Verrrrry Slow computer... occasionally.

I have been struggling with my boss’s laptop for a while now, and I am getting frustrated.

He is running Windows XP on a Dell Precision M4400, and about once a month, it decides to become incredibly slow. Screen refreshes are slow, startup is slow, loading webpages is slow, sometimes just typing is slow. I’ve cleared out pretty much all Startup items, we’ve scanned for spyware/adware/virus issues, I’ve run hijackthis (comes back clean) and have never come up with a good source for the problem.

He was convinced that if he takes it off of his dock, reboots it, then resets it on the dock it usually “fixes” it, but today he has tried that several times and it has not made any difference… and in the past, I’ll clean what I can on it, and then it will just start working again, only to begin with the slow operation again in 3-4 weeks. I’m pretty sure that any of my “fixes” and his dock removal solution have just coincided with the computer deciding to get with it and start running correctly.

Has anybody else ever had an experience like this, and if so, were you able to resolve it? How?

You need to look at Task Manager during these times of slowness to see what is running.

Right-click on the clock and choose “Task Manager” then go to the Processes tab. Click on the CPU heading to sort by CPU usage and click on Mem Usage to sort by memory usage. See what’s using what.

Make sure “show processes from all users” is checked, too.

Some CPUs will underclock themselves so they don’t overheat when cooling is inadequate. That’ll cause severe slowdowns and it easy to test.

Windows Update runs on the second Tuesday, could that be it?

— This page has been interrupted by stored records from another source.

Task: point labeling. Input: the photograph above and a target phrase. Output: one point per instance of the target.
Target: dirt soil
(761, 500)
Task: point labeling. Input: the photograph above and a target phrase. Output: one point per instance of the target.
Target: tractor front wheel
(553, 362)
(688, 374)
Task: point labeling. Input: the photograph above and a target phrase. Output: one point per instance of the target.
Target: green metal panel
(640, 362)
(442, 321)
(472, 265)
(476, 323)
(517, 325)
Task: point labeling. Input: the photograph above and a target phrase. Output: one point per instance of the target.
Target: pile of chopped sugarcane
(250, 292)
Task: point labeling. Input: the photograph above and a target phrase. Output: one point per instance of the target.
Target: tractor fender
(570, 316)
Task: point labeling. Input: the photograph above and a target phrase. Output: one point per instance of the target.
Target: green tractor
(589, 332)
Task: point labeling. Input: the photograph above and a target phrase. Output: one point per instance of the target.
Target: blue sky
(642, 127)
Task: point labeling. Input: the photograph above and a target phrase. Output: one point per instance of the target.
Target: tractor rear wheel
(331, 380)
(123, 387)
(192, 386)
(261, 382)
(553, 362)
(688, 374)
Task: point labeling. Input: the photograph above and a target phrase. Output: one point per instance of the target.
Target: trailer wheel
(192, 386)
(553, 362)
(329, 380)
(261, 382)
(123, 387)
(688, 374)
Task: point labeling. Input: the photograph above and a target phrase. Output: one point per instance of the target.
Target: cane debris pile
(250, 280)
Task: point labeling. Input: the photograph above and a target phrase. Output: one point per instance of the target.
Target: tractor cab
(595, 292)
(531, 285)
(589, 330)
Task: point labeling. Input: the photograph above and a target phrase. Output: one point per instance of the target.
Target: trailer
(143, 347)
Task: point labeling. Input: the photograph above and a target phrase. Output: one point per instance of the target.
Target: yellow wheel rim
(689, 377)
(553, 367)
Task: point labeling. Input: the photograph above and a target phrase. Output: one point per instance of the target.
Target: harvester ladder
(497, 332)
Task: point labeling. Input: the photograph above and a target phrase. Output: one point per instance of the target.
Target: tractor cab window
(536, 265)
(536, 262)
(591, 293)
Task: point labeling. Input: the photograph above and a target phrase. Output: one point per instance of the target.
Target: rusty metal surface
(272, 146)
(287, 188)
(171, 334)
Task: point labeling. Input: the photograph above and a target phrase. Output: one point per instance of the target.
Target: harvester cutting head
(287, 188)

I get this, and Task Manager reveals nothing: highest memory usage is from System Idle, and there’s nothing taxing the CPU.

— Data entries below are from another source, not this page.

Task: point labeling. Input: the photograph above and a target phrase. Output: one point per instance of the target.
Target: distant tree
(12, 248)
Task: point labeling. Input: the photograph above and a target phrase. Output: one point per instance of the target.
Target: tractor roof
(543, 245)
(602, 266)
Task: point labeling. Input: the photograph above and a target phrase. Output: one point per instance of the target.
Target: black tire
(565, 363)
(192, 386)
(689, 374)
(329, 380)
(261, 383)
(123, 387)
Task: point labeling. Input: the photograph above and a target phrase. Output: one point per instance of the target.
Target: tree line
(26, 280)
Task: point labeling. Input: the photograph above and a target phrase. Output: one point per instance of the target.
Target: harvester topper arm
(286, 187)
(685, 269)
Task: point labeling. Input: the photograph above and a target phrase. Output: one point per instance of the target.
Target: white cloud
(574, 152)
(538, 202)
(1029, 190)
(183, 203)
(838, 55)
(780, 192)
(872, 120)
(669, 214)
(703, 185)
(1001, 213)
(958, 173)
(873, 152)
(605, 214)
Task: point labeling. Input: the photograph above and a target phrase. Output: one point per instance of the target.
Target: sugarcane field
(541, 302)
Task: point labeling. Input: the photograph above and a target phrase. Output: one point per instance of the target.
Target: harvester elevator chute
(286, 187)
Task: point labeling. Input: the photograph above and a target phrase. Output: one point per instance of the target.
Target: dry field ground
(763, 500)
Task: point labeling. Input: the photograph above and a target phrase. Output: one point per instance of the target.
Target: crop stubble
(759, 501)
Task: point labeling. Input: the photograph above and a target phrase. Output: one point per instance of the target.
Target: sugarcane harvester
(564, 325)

After a bit of observation, I reckon it’s Outlook (2003) causing the problem, though I don’t know how it manages it. But it only occurs when that bloated piece of shit is open.

Often it’s disk I/O that is getting maxed out, and Task Manager is not much good for detecting that (try the Process Explorer utility instead). Other times, it’s some vital process waiting for a timeout from something else. Windows seems very fond of waiting, oh, 30 seconds before it accepts that a certain resource really isn’t there.

Number 1 user of CPU resources is “System”, running in the 60-90% range.

As far as CPU slowdown, I ran MegaHertz to test, which showed the CPU speed at 3150 MHz- it is a 2.53Ghz Intel Core 2 Duo.

System is really system idle, meaning the free memory, should be most of the time near 90% or more depending on what background bunk is running.
Several things come to mind by experience:

  • hardware brownouts, W$ will keep trying to address a malfunctioning graphic card, memory, HD, or network resource etc, without showing much to justify itself. Real hardware problems will show up in “process explorer” IRQ and DPC calls, network problems are more difficult (maybe someone here has a good tool or method)
  • indexers, from W$ Restore to Google desktop, Windows Search, etc, even Picasa can be terribly painful, especially in combination with a faulty HD or network connection
  • Antivirus programs, a bugged update or something of the sort can upset your machine, trying to complete or validate a foiled download.
  • Check disk space, and defragmentation (AND settings) you did not specify if the machine was noisy or silent when slowing down, but a monthly programmed defrag would do it
  • check any planned actions, inside W$ and any other background running AV, disc managers, updates.
    Good luck anyway, catching that sort of bug is feindish, I’ve had a system seize because I unplugged a graphic tablet, one month later! W$ suddenly decided to look for it.
    You can certainly look in the Configuration Panel/Hardware manager, check for anything flagged in yellow or red

System and System Idle Process are not the same thing. But it could indeed be a driver problem. Something’s wrong if System is at 60% much of the time,anyway. The OP might enable the Image Path Name column in Task Manager (View->Select Columns…) to make sure that this “System” is the real one, c:\windows\system32
toskrnl, and not some impostor.

[edit] Here’s a (pretty technical) page where Windows guru Mark Russinovich investigates problems with the System process: Archived MSDN and TechNet Blogs | Microsoft Learn

I have the same problem on occasion, so I tried loading the task manager. It took a couple minutes to come up and when it did, the slowness was over and there was nothing to see. Someone suggested it is virtual memory, so I try to minimize the number of running programs. It may help.